En ce qui concerne les ouvriers d’Humberstone (des Chiliens, des Péruviens et des Boliviens), leurs conditions de travail et de vie à cette époque sont très difficiles : leurs journées de travail sont très longues (16 à 18h), leurs conditions de travail dangereuses, ils ne sont protégés par aucun contrat, disposent de logements précaires, alors que le commerce du salpêtre n’a jamais généré autant de revenus, sont rémunérés par un système de jetons.
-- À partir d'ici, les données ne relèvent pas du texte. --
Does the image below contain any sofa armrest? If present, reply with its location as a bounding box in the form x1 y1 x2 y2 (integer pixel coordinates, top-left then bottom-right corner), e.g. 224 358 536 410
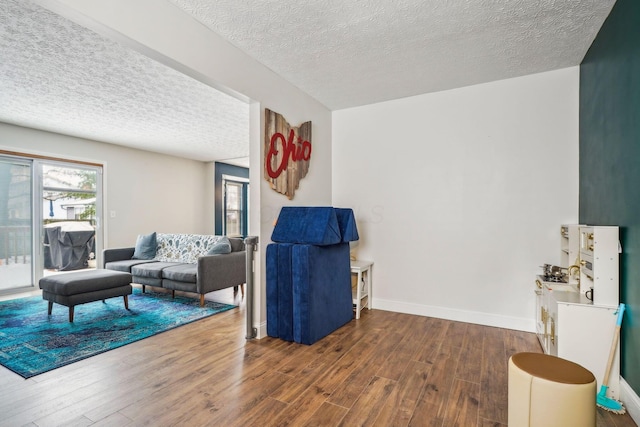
196 251 247 294
102 248 135 268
Les ouvriers, par ailleurs rationnés sur les produits de base, n'étaient en effet pas rémunérés en pesos mais en jetons : des jetons échangeables dans les boutiques de la salitrería. Un jeton valait spécifiquement pour une certaine quantité de fruits, de viande ou de produits d’épicerie.

On mesure, comme c’était le cas dans la mine de charbon de Lota, près de Concepción (voir article Au charbon), la dépendance des ouvriers à leur employeur dans ces conditions. D’autant que le cours de ces jetons était indexé sur celui de la livre sterling, propriété anglaise oblige : si le cours de la livre baissait, la valeur du jeton aussi, et il fallait travailler plus d’heures pour pouvoir acquérir les mêmes produits.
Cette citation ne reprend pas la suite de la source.